Randomized controlled trials on targeted anti-angiogenic drugs in metastatic colorectal cancer (MCRC).
Data collection and analysis was performed, according to a previously published protocol. Because individual patient data was not provided, aggregate data had to be used for the analysis. Summary statistics for the primary endpoints were hazard ratios (HR's) and their 95% confidence intervals.

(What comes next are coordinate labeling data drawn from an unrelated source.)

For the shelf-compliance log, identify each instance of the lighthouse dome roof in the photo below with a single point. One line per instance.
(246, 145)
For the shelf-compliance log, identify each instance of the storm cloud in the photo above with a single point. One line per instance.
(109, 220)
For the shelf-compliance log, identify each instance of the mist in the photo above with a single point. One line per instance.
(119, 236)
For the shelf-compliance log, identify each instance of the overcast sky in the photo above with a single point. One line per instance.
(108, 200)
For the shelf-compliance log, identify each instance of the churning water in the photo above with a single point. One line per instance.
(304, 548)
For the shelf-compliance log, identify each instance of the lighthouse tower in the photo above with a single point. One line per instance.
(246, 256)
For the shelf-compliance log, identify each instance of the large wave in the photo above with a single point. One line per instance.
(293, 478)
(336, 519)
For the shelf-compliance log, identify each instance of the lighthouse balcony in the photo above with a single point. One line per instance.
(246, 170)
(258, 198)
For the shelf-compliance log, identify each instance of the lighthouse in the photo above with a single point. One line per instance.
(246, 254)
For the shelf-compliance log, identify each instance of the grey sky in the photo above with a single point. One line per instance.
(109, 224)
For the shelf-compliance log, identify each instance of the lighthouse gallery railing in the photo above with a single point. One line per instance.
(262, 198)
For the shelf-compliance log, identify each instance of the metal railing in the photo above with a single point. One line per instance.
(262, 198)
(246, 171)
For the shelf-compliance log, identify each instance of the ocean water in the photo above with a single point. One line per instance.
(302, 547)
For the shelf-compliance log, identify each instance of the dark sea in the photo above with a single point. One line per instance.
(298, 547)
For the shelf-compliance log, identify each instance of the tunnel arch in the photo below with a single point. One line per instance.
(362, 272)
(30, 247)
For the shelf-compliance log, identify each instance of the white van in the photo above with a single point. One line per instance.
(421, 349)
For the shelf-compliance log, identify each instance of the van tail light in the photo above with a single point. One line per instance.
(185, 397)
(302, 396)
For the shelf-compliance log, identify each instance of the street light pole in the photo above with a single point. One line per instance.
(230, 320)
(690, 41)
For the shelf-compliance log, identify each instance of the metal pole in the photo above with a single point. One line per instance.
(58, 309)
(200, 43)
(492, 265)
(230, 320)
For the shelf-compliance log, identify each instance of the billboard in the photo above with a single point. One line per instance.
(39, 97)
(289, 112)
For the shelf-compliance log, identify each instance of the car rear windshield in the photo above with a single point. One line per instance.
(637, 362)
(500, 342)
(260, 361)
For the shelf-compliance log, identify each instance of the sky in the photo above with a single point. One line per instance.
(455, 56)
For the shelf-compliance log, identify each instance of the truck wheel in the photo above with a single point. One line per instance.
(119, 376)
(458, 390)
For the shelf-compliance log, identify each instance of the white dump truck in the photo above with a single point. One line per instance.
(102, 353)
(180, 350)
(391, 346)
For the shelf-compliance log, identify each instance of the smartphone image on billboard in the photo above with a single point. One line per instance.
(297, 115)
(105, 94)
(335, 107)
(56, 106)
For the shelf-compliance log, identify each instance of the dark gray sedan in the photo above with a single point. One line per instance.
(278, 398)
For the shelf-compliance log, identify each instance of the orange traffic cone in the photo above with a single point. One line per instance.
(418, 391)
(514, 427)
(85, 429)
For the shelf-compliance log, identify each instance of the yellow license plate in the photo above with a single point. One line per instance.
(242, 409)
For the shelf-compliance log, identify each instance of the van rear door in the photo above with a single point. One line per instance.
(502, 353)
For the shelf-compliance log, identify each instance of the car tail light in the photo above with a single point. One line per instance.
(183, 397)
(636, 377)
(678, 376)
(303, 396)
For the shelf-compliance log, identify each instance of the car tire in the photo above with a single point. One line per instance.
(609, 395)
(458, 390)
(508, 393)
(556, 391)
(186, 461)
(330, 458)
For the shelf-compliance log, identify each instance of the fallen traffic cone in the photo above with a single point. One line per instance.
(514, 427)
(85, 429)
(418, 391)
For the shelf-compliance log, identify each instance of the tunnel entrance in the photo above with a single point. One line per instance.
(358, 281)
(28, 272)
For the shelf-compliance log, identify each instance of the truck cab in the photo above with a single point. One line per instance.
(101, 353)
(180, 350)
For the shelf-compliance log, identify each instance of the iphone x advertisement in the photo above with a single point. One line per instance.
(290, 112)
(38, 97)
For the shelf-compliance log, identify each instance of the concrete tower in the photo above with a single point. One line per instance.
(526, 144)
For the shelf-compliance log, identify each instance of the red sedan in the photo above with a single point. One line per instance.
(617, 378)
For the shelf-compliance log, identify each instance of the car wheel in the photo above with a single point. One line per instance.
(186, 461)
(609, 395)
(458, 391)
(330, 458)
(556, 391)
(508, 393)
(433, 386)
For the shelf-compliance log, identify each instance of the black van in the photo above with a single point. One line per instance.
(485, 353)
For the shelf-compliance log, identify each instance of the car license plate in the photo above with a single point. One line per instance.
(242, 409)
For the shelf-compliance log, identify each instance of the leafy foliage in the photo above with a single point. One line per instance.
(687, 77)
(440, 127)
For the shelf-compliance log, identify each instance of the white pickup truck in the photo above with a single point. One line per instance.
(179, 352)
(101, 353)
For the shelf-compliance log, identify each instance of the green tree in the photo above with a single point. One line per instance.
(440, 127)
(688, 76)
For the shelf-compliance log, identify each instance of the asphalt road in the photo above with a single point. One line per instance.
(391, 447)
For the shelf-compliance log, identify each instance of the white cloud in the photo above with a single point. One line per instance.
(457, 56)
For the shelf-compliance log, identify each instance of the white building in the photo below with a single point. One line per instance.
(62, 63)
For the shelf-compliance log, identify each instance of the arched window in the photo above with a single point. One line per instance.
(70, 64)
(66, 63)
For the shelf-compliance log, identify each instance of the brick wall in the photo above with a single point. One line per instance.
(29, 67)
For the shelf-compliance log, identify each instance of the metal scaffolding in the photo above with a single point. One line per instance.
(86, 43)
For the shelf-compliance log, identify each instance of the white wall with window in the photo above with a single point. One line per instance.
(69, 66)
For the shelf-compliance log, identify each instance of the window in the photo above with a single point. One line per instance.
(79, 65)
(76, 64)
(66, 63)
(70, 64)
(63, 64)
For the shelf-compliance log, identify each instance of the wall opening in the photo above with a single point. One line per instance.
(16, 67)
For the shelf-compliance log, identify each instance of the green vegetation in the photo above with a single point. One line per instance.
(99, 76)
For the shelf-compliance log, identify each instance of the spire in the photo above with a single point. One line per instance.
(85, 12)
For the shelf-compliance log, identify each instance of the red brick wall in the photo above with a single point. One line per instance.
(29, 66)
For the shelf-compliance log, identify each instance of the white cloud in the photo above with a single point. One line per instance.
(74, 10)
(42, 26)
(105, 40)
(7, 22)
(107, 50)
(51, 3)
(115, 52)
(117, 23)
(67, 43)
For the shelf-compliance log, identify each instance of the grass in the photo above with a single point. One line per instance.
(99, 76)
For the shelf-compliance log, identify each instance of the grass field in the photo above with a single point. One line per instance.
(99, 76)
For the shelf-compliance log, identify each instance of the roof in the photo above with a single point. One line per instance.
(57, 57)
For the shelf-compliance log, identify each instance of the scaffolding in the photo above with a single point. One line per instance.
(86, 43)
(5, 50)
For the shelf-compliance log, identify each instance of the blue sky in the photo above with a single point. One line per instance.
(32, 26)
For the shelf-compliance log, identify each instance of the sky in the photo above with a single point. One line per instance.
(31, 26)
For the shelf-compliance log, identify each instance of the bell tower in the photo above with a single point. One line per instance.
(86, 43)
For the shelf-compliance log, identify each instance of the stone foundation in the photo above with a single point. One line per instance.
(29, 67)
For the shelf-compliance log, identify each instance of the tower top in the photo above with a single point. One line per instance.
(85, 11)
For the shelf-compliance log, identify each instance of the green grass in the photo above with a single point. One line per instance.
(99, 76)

At present, eligible first line trials for this meta-analysis were available for bevacizumab (5 trials including 3101 patients) and vatalanib (1 trial which included 1168 patients). The overall HR´s for PFS (0.61, 95% CI 0.45 - 0.83) and OS (0.81, 95% 0.73 - 0.90) for the comparison of first-line chemotherapy, with or without bevacizumab, confirms significant benefits in favour of the patients treated with bevacizumab. However, the effect on PFS shows significant heterogeneity. For second-line chemotherapy, with or without bevacizumab, a benefit in both PFS (HR 0.61, 95% CI 0.51 - 0.73) and OS (HR 0.75, 95% CI 0.63-0.89) was demonstrated in a single, randomized trial. While differences in treatment-related deaths and 60-day mortality were not significant, higher incidences in grade III/IV hypertension, arterial thrombembolic events and gastrointestinal perforations were observed in the patients treated with bevacizumab. For valatanib, currently available data showed a non-significant benefit in PFS and OS.